Cloudy: Modeling the Emission From Astrophysical Nebulae

G.J. Ferland
University of Kentucky

Session ID: T6.02   Type: oral

Abstract:

The emission line spectra of HII Regions, Planetary Nebulae, nova shells, Seyfert galaxies, and quasars contain quantitative information about the chemical composition of the emitting gas, and the luminosity of the central object. These lines are produced by warm (~10^4 K) gas with moderate to low density (n < 10^{12} cm^{-3}). Such gas is far from thermodynamic equilibrium and its physical conditions cannot be known from analytical theory. Rather, the observed spectrum is the result of a host of microphysical processes that must be numerically simulated in detail. I have been developing Cloudy, a large-scale code designed to simulate non-equilibrium plasmas and predict their spectra.
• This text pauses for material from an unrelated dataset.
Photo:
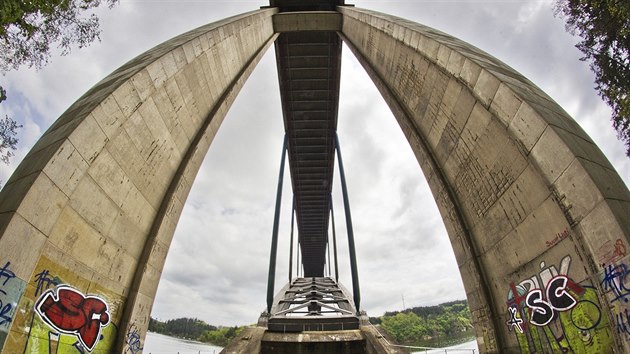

The ionization, level populations, and electron temperature are determined as a function of depth by self-consistently solving the equations of statistical and thermal equilibrium. Lines and continua are optically thick and their transport must be treated in detail. Predictions of the intensities of thousands of lines and the column densities of all constituents result from the specification of only the incident continuum, gas density, and its composition. By their nature, such calculations involve enormous quantities of atomic/molecular data describing a host of microphysical processes, and the codes involved are at the forefront of modern computational astrophysics. We are witnessing first light of a large number of new optical to infrared observational facilities, and we will soon be in a position to obtain spectra of faint objects with unprecedented precision. The basic atomic data base is growing in both precision and size, and high-end workstations have the power of yesterday's s supercomputers. Large scale numerical simulations and spectral synthesis can now be done with unprecedented precision and facility, and provide a powerful analysis tool to complement these observational facilities.